Mark Hynes - thoughts on corporate disclosure

Opinions on changing rules, changing best practices, and their effect on investor relations officers.

Wednesday, April 06, 2005

What to disclose?

Deciding on whether something is price sensitive and needs to be disclosed through the regulatory channels lies at the heart of the IRO’s task. Unlike many other markets, the UK has no specific ‘materiality tests’ – there are no thresholds of the likely impact on the share price, and no case law that defines what a company should disclose.

Rather, the requirements to disclose are explained in a scattered series of documents. These tell IRO’s the structure against which they should decide whether to disclose information, but as in other other regimes, ultimately, the IRO is the final arbiter.

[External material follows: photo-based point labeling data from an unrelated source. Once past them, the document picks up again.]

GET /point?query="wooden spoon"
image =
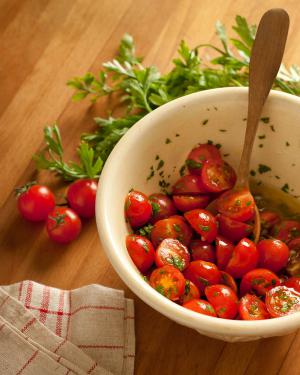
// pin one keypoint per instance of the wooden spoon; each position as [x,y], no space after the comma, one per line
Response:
[266,57]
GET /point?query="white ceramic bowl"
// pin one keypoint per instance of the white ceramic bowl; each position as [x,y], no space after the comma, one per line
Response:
[129,165]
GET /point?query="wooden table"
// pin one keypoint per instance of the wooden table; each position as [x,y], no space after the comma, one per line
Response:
[43,44]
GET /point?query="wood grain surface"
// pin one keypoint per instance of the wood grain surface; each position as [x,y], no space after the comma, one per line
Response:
[43,44]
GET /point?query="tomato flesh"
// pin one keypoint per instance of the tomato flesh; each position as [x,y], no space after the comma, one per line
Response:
[203,222]
[171,251]
[141,251]
[168,281]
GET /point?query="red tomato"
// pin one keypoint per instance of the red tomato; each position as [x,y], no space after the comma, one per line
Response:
[81,196]
[138,209]
[244,258]
[237,205]
[282,301]
[217,176]
[273,254]
[286,230]
[173,227]
[259,280]
[252,308]
[204,223]
[202,274]
[35,202]
[190,202]
[171,251]
[224,250]
[268,219]
[63,225]
[190,292]
[232,229]
[223,300]
[168,281]
[293,282]
[141,251]
[162,207]
[201,250]
[201,306]
[228,280]
[189,185]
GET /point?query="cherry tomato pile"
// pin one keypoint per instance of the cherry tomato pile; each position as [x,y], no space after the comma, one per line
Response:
[63,224]
[207,262]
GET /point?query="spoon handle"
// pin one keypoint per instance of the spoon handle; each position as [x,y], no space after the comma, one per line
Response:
[265,60]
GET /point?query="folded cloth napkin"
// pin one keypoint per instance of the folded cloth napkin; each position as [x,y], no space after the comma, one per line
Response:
[45,330]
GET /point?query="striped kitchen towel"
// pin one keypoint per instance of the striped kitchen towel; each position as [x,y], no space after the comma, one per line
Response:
[45,330]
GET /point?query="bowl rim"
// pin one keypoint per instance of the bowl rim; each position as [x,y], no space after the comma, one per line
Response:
[134,281]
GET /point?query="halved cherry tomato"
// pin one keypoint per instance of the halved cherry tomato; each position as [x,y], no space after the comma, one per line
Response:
[171,251]
[201,306]
[162,207]
[252,308]
[141,251]
[223,300]
[173,227]
[244,258]
[189,185]
[286,230]
[201,250]
[224,250]
[232,229]
[138,210]
[268,219]
[199,155]
[273,254]
[190,292]
[190,202]
[217,176]
[282,301]
[203,222]
[259,280]
[202,274]
[293,282]
[168,281]
[237,204]
[228,280]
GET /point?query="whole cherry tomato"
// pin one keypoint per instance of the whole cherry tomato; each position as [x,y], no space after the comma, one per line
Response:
[63,225]
[171,251]
[259,280]
[273,254]
[141,251]
[138,209]
[189,185]
[282,301]
[244,258]
[293,282]
[168,281]
[223,299]
[81,196]
[224,250]
[190,292]
[217,176]
[201,306]
[204,223]
[162,207]
[190,202]
[173,227]
[202,274]
[252,308]
[232,229]
[237,204]
[201,250]
[35,202]
[199,155]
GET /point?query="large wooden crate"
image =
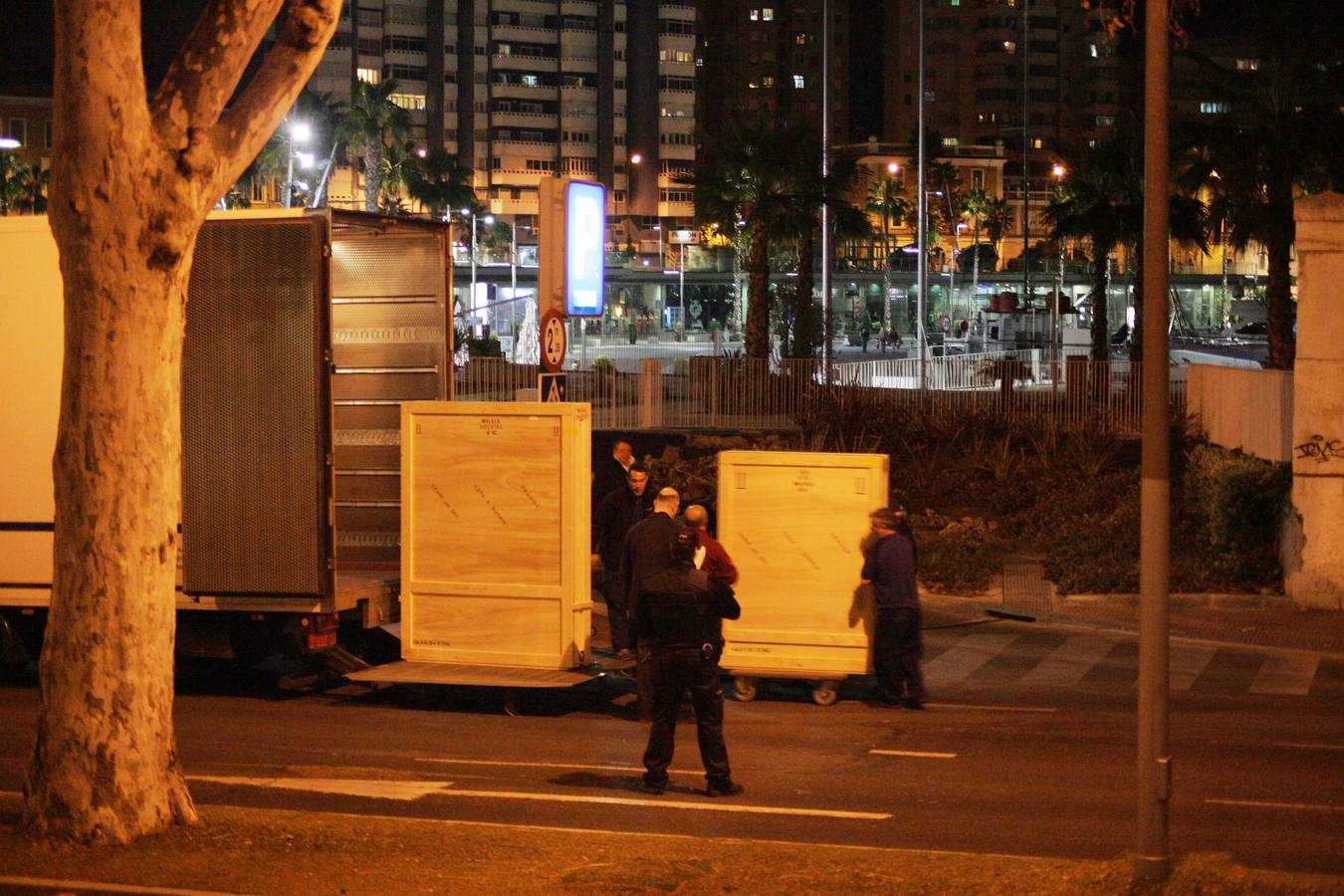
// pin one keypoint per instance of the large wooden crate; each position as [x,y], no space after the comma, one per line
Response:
[495,534]
[791,522]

At the heart of the regulations are The Listing Rules, which defines in general terms what a company should disclose to the market. The Listing Rules are published and overseen by the Financial Services Authority, and include the the general obligation to disclose without delay where there have been “major new developments which may be price sensitive to its own shares” (my italics) .

To help IRO’s decide whether something is price sensitive, the FSA publishes its ‘PSI Guide’, which notes that factors influencing the price sensitivity of an item of information will vary widely across companies, and include the company’s size, developments in the recent past, activity in the sector etc. It also notes that a percentage movement in profits may be more significant for a company with a larger market cap.